Taking it day by day now.
Hello @mzpattilyn, I admire your last sentence where you say, "Taking it day by day now." That is so important when we are faced with a difficult health disorder.
It sounds as if your MSA-C diagnosis has affected many different areas of functioning but you are dealing with each of them with medication or OTC products and/or supplements.

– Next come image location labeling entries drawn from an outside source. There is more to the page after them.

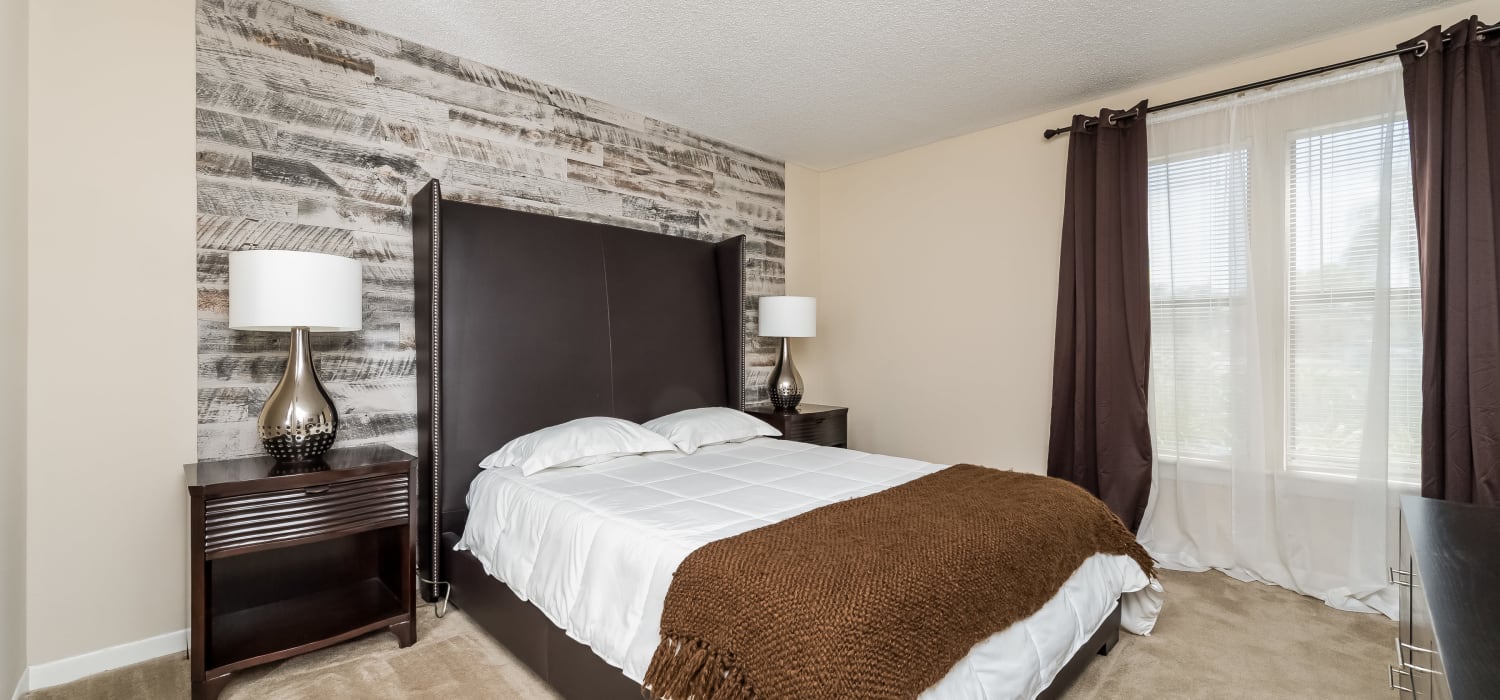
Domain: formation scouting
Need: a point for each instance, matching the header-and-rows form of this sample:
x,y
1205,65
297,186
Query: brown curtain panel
x,y
1100,438
1452,93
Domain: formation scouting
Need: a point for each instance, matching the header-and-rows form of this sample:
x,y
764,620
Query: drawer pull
x,y
1407,664
1397,574
1394,684
1416,648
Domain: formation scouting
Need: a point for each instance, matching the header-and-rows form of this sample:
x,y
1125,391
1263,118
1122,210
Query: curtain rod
x,y
1419,48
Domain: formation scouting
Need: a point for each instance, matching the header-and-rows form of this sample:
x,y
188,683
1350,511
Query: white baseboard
x,y
71,669
21,688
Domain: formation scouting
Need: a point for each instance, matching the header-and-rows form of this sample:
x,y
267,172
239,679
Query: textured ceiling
x,y
828,83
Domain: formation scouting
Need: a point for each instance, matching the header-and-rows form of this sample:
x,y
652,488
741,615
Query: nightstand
x,y
293,558
809,423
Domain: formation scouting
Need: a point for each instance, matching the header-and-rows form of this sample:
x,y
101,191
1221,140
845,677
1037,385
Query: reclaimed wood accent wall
x,y
314,134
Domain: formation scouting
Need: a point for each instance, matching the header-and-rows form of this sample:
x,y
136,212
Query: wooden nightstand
x,y
809,423
290,559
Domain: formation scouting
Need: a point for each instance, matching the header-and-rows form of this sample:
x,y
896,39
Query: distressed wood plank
x,y
312,132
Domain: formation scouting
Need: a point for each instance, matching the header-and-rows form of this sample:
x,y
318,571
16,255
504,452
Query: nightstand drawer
x,y
818,429
258,520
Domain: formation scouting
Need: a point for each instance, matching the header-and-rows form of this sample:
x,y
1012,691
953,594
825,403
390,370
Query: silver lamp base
x,y
786,384
299,421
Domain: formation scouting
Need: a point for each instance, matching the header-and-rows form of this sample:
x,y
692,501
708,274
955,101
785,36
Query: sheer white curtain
x,y
1286,342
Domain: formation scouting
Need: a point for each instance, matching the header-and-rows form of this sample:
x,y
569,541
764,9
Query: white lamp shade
x,y
788,317
282,290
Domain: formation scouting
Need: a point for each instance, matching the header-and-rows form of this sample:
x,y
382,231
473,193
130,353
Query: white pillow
x,y
576,442
710,426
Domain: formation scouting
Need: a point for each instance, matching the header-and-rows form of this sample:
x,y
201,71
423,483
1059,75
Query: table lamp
x,y
296,293
786,318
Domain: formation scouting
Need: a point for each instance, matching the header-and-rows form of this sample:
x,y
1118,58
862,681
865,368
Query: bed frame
x,y
527,321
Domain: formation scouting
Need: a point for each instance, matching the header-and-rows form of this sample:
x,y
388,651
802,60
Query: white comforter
x,y
594,547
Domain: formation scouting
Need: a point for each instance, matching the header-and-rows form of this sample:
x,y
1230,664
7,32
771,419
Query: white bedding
x,y
594,549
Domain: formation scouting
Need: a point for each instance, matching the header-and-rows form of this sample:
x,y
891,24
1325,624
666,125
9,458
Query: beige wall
x,y
936,272
803,222
111,326
12,342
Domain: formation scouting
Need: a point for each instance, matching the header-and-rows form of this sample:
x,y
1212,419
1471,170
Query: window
x,y
1349,189
1197,287
1328,275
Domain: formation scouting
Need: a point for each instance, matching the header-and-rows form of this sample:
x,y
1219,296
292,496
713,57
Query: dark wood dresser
x,y
807,423
1449,582
287,559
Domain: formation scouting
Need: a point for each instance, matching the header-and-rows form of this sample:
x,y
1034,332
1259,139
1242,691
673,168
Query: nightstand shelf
x,y
288,559
297,625
807,423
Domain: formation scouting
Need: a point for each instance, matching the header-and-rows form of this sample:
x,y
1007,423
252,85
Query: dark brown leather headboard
x,y
525,321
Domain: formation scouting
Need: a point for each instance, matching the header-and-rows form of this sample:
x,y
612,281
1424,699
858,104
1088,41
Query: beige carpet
x,y
1217,639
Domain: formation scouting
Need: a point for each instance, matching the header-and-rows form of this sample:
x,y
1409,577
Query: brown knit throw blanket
x,y
876,597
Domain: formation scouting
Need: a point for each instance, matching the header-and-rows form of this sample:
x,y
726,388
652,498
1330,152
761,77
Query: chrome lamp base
x,y
786,384
299,421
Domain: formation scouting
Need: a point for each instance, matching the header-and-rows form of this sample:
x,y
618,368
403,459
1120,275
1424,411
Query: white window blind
x,y
1199,227
1338,276
1352,267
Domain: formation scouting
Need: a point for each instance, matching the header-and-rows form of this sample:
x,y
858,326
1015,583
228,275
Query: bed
x,y
527,321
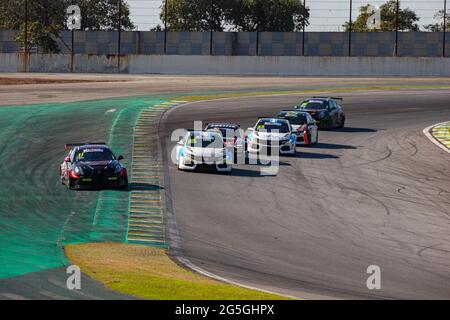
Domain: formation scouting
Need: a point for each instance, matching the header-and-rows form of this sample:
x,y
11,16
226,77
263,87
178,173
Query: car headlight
x,y
228,155
293,138
322,115
79,171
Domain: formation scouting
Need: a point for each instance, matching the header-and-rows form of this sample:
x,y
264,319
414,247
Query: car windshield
x,y
294,118
87,155
313,105
205,141
273,127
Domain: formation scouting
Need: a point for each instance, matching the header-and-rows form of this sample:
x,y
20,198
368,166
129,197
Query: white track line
x,y
427,132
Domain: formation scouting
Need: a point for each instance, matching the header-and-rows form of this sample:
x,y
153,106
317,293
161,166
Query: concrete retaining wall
x,y
231,65
380,44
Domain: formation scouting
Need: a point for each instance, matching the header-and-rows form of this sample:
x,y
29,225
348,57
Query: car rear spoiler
x,y
72,145
334,98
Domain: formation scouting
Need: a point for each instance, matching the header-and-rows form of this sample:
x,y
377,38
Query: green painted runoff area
x,y
38,215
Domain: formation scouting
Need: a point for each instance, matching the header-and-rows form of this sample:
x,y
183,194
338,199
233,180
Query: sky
x,y
326,15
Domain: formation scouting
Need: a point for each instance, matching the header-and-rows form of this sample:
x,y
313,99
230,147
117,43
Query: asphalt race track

You mentioned difficulty focusing your eyes. How does that affect you, for example, when you read, when you climb stairs, etc.? Do you wear glasses with prisms in the lens?
I was writing notes, the first time I had trouble focusing my eyes. Everything that I was looking at would move around and I could not pick out one thing to settle it down. Eventually the words would stop moving and I could write more for a couple of minutes. I have not had the problem while doing anything else yet. I do wear glasses. I do not know what you are referring to when you say prisms.
@mzpattilyn I've known many PD patients who have difficulty focusing because of convergence insufficiency. An eye doctor can decide if this is your problem and if prisms would help you. They put them in the lens of your glasses to help with convergence insufficiency. Here is some information from Mayo Clinic's website about convergence problems and the different solutions (which include a prism in the eyeglass lense).
Will you let me know if you have any success in treating this troublesome problem?
When you last posted you were having problems with focusing. Have you had any successful treatment for that problem? I look forward to hearing from you.
I was thinking about you and wondering how you are doing. Are you still having the angioedema reaction that you discussed last year?